The label-leak gotcha. The dataset’s source field is 100% positive for paschal and 92% positive for murray — using it as a feature would leak the label. Claude noticed this in the dataset card and explicitly excluded source. Pi+Kimi didn’t mention it.
Class imbalance. ~29% of the data is positive. Claude added inverse-frequency class weights to the loss; Pi+Kimi trained with default cross-entropy.
The model card. Claude wrote a full card with intended use, limitations, OCR-noise caveats, ethical framing carried over from the dataset, full hyperparameters, per-epoch metrics, and a citation back to the On the Books project. Pi+Kimi shipped the auto-generated Trainer template with three “More information needed” placeholders.
Discoverability. Claude added seven domain tags (legal, glam, jim-crow, north-carolina, history, etc.). Pi+Kimi added zero. One of these models is findable by an archivist; the other isn’t.

What this means

Agents are able to produce working models with minimal prompting and no code. Using Hugging Face Jobs means you don’t need local GPU access or ML expertise to get a model trained and pushed to the Hub. One of the reasons in the past people didn’t bother training task and domain-specific models was the friction of setting up training pipelines; agents + hf jobs are changing that.
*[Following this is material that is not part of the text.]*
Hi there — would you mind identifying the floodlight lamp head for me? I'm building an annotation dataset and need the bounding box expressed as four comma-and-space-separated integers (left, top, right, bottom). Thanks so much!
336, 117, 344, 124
IMO the biggest gap is still datasets (sorry broken record). In my experience agents still struggle when working with domain specific data “from scratch” but likely with some hand holding from a domain expert the process from unlablled data -> labelled dataset -> trained model can be done with agents by a domain expert who is not an ML engineer.

Browse the agent traces

Both agents’ full session traces are on the Hub using the new agent trace viewer. You can step through each turn, tool call, and model response:

Direct links to each session file:

Claude Code: claude-code.jsonl
Pi + Kimi: pi-kimi.jsonl

Reproduce / inspect

Dataset: biglam/on_the_books
Claude Code’s training script: claude-workspace/train_jim_crow.py
Pi+Kimi’s training script: pi-workspace/train.py
Claude’s model: davanstrien/jim-crow-laws-claude-code
Pi+Kimi’s model: davanstrien/jim-crow-laws-pi-kimi
Agent traces: davanstrien/agent-race-traces

Try it yourself

HF Jobs — launch GPU training from the CLI without managing infrastructure
Agent trace viewer — host and browse coding-agent sessions on the Hub

Caveats

N=1, single dataset, single prompt, single run per agent. Run-to-run variance from random seeds and agent non-determinism would shift the numbers within a few points either way. Don’t read this as a benchmark — read it as a snapshot of what each agent chose to do given the same minimal brief. A fairer comparison would repeat both runs across multiple datasets and seeds, and would also try frontier-open (e.g. Claude Code on Kimi K2.6) and open-frontier (Pi on Opus 4.7) crosses to disentangle agent-vs-model effects.

Credit to the On the Books project at UNC Chapel Hill Libraries for the underlying data and the algorithms of resistance framing.